Or, and this from a prominent former FOMCer Narayana Kocherlakota, “When Discredited Policies Make Sense”:
Presidential candidates Donald Trump and Bernie Sanders have proposed policies that run counter to literally centuries of economic thought. In the current environment of extremely low interest rates and low inflation, however, they might make more sense than most economists recognize.
The Federal Reserve faces a big challenge: It wants to get inflation up to its 2-percent target, but so far its stimulus efforts have failed to reach that goal. So there’s a good chance it will keep interest rates low, even if inflation pressures pick up a bit. This likely passivity of monetary policy creates a highly unusual situation, in which certain much-discussed economic initiatives could have an unusually positive effect.
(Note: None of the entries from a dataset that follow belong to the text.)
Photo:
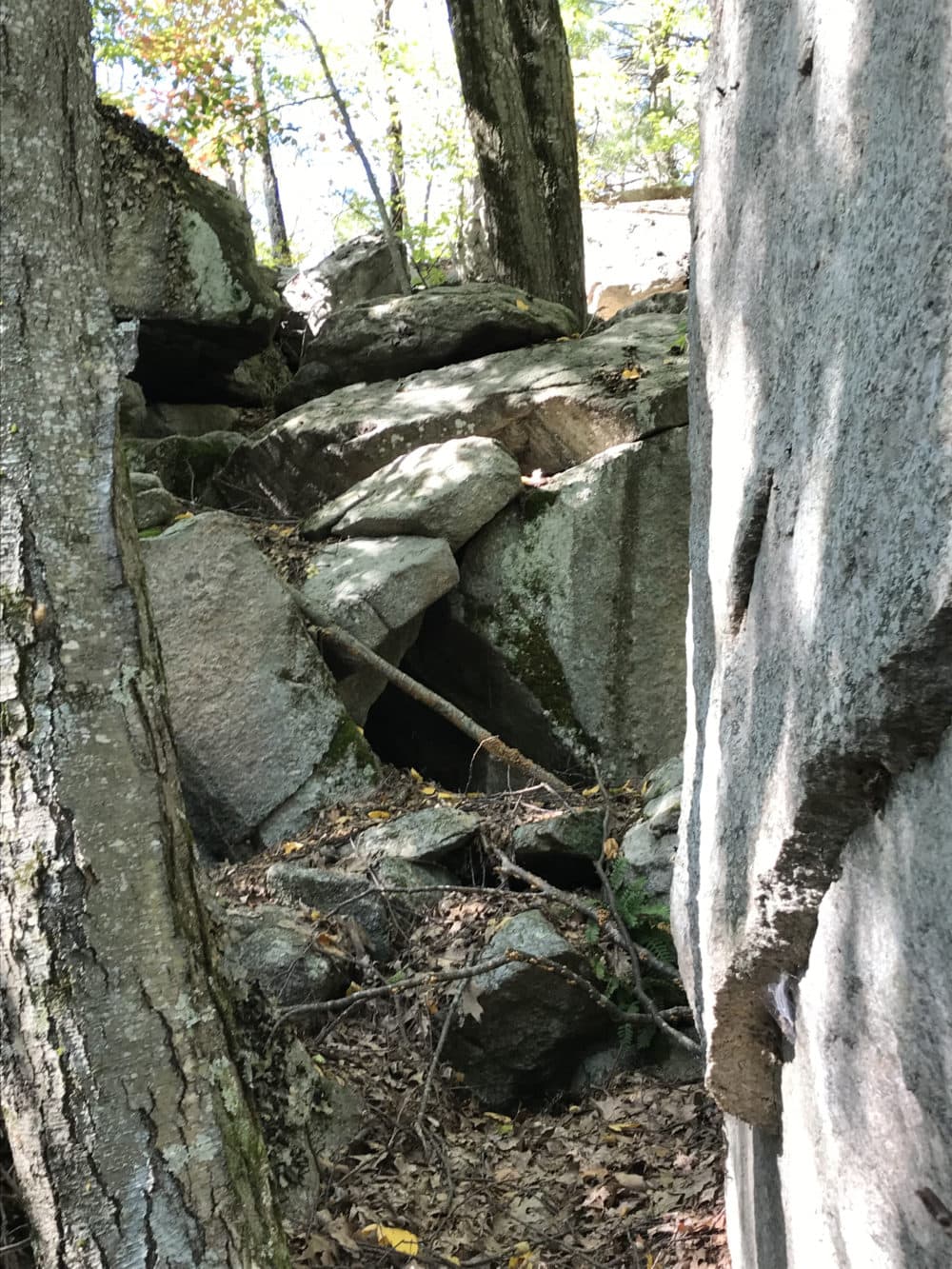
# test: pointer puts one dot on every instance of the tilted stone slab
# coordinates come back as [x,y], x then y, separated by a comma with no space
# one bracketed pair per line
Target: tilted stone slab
[377,589]
[398,335]
[262,736]
[551,406]
[442,491]
[433,835]
[582,586]
[181,258]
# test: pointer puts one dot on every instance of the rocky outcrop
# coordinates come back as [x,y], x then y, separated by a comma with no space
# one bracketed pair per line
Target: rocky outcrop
[582,589]
[357,270]
[398,335]
[377,590]
[531,1021]
[550,406]
[262,738]
[440,491]
[817,769]
[181,258]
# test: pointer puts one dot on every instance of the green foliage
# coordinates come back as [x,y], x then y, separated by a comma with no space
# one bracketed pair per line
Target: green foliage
[636,66]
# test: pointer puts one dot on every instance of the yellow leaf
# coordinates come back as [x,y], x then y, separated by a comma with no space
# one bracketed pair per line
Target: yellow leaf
[385,1237]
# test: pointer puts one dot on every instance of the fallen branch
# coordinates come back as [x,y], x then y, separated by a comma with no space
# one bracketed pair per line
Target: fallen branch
[630,945]
[475,971]
[358,650]
[581,905]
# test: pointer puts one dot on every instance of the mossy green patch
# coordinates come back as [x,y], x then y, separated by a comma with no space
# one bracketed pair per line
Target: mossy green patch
[348,742]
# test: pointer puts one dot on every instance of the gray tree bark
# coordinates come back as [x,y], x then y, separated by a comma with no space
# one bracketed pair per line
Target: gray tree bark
[517,83]
[277,228]
[132,1136]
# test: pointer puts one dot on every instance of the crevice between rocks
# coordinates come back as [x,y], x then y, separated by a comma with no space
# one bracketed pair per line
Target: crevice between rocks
[841,792]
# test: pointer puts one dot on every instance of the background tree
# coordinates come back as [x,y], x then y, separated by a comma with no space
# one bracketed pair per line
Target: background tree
[131,1131]
[636,66]
[517,83]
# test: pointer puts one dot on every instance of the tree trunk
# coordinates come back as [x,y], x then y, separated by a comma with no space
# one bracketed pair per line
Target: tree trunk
[517,83]
[277,229]
[131,1132]
[396,156]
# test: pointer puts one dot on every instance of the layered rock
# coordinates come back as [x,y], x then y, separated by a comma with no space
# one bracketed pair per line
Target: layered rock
[582,590]
[181,258]
[262,738]
[550,406]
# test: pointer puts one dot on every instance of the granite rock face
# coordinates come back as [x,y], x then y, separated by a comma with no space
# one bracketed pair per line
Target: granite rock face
[821,632]
[438,491]
[261,734]
[181,258]
[582,589]
[551,406]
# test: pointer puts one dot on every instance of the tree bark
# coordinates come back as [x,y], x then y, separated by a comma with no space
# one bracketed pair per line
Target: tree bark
[277,228]
[131,1131]
[517,83]
[396,156]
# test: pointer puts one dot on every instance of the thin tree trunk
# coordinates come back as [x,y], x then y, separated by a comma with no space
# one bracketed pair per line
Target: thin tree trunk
[394,244]
[395,123]
[516,76]
[277,228]
[131,1132]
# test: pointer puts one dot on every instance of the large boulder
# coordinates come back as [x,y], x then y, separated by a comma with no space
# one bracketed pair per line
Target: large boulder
[441,491]
[181,258]
[525,1043]
[262,736]
[814,872]
[551,406]
[582,589]
[376,589]
[357,270]
[398,335]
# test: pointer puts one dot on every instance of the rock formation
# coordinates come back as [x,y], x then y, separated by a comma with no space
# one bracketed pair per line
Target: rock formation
[818,777]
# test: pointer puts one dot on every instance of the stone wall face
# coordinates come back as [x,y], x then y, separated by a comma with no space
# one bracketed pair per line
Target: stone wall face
[821,631]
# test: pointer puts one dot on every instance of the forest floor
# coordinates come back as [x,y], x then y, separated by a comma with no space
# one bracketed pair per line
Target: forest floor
[626,1176]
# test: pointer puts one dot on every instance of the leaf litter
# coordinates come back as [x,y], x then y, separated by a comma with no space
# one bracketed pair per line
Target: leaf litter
[628,1176]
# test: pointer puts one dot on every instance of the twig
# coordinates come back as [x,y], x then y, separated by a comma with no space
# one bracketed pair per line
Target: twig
[357,648]
[472,971]
[434,1063]
[581,905]
[630,947]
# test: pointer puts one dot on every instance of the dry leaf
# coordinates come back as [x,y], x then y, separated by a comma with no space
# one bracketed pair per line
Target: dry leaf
[387,1237]
[630,1180]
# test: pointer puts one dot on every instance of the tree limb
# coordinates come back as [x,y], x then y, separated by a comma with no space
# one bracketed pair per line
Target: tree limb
[494,746]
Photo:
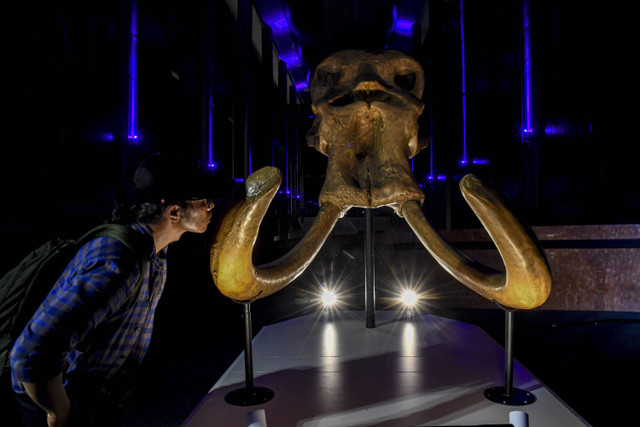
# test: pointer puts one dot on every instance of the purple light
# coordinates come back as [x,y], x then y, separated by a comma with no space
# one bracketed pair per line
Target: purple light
[404,26]
[464,89]
[480,161]
[527,121]
[292,60]
[107,137]
[212,164]
[132,123]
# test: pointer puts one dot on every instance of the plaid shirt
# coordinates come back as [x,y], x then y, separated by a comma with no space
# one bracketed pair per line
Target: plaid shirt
[89,323]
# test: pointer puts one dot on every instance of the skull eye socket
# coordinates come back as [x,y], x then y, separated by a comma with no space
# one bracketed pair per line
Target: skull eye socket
[328,78]
[406,81]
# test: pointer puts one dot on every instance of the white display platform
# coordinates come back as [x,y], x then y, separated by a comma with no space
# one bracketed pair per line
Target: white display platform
[333,371]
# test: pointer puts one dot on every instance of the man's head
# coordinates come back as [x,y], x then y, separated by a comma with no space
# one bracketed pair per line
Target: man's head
[174,185]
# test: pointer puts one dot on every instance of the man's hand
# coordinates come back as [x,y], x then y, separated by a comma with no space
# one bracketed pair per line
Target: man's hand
[52,397]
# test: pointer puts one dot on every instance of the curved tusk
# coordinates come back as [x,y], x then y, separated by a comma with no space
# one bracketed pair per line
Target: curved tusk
[231,255]
[526,284]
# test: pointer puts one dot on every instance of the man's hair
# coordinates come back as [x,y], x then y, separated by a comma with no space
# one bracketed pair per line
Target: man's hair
[144,212]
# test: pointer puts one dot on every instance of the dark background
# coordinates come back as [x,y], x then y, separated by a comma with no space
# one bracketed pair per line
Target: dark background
[66,158]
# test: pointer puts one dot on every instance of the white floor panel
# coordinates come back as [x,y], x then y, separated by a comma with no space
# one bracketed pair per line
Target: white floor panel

So, monetary policy has been “passively” tightening. Market Monetarists agree with that. Kocherlakota hopes (in vain) that monetary policy will remain “passive”, but in “stimulating fashion”.
For example, he argues:
- Increasing the minimum wage. What if Congress decided to increase the federal minimum wage by 10 percent a year over the next five years? Typically, economists would be concerned about the impact on employment: Higher wages might lead businesses to employ fewer workers. With monetary policy out of the picture, though, the move might actually help. The expectation of higher wages would cause consumers to expect more inflation over the next few years, leading them to buy more goods and services now, before prices went up. To meet this added demand, businesses would have to boost production and hiring.
Similar reasoning for other ‘favorited” measures:
Increasing import tariffs, and Imposing restrictions on immigration.
The Fed’s response is crucial in all these cases. Typically, the central bank reacts to increases in inflation by raising interest rates sharply — a move that would choke off any demand that the policy measures might generate. With inflation running well below target, however, it’s appropriate for the Fed to hold rates low even if it sees a modest increase in inflationary pressures. It’s this subdued reaction function that allows the policy initiatives to have more positive effects.
It´s the sort of argument that will be eagerly embraced by the “End the Fed crowd”!